The campaign's website doesn't offer too many details or teasers about future episodes other than a brief description: "What's it like to be on the road to history? Running for president is a big deal, but on With Her, you'll hear from Hillary Clinton, Tim Kaine, their supporters and staff about the little details from the campaign trail they'll never forget."
The first episode, "Hi, Hillary," was recorded during a campaign stop in Miami and features an intimate conversation between Linsky and the Democratic nominee.
Linsky: "Uhhhh….Before we get started, I have a question for you."
Linsky: "What should I call you?"
Clinton: "You can call me whatever you want. You can call me Hillary, you can call me Madam Secretary, you can call me 'hey you.' Anything you want."
Linsky: "I'm not going to call you 'hey you,' but I'll call you Hillary."
In Episode 1, Clinton talks about her day-to-day routines, the people she meets on the trail and the issues she's trying to get across.
During the campaign, Clinton has at times struggled to portray herself as the kind of person that everyday Americans can connect with. However, the podcast gives her another way to let listeners get a glimpse of her life as she campaigns across the country over the next 90 days.

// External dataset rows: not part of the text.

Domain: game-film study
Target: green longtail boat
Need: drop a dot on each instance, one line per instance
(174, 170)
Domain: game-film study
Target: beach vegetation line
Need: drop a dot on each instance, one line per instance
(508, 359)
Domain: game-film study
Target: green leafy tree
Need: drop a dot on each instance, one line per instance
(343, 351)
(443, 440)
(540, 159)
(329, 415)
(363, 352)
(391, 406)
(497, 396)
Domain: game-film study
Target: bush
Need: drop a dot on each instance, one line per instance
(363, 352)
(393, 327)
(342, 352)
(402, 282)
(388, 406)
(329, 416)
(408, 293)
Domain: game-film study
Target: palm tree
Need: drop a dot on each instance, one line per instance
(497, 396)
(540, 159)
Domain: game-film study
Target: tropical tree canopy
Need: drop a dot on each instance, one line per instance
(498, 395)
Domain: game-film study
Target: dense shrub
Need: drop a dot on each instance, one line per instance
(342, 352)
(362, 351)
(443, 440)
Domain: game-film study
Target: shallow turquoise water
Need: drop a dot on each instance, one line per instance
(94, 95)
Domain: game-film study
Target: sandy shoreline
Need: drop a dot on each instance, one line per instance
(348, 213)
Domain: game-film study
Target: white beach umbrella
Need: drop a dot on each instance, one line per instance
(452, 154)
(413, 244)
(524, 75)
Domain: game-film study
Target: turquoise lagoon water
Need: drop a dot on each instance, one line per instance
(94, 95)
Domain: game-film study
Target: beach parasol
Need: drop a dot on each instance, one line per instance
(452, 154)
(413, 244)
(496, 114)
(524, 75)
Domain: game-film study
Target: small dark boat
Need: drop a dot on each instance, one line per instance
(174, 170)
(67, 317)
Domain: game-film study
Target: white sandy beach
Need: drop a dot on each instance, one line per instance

Linsky is no stranger to podcasts. The co-founder of Pineapple Street Media has worked to produce shows for The New York Times, actress Lena Dunham and Wieden+Kennedy. He's also the co-host of the Longform Podcast, which features interviews with narrative journalists and other nonfiction writers about their work. Recent Longform episodes featured author (and now podcaster) Malcolm Gladwell, Vox.com founder Ezra Klein and Vice Magazine editor in chief Ellis Jones.
At one point in the 17-minute show, Linsky asks Clinton about the moment she walked onto the stage last month during the Democratic National Convention. Linsky noted that after Clinton was introduced by her daughter, Chelsea, she stopped and closed her eyes. He wondered what was going through her mind.
"There was such a rush of emotion," she said. "Being introduced by my daughter was pretty overwhelming. Walking out, seeing her on stage and then this big arena filled with so many thousands of people. The moment just came crashing in on me, and I just had to take a second to let it all come in and feel it."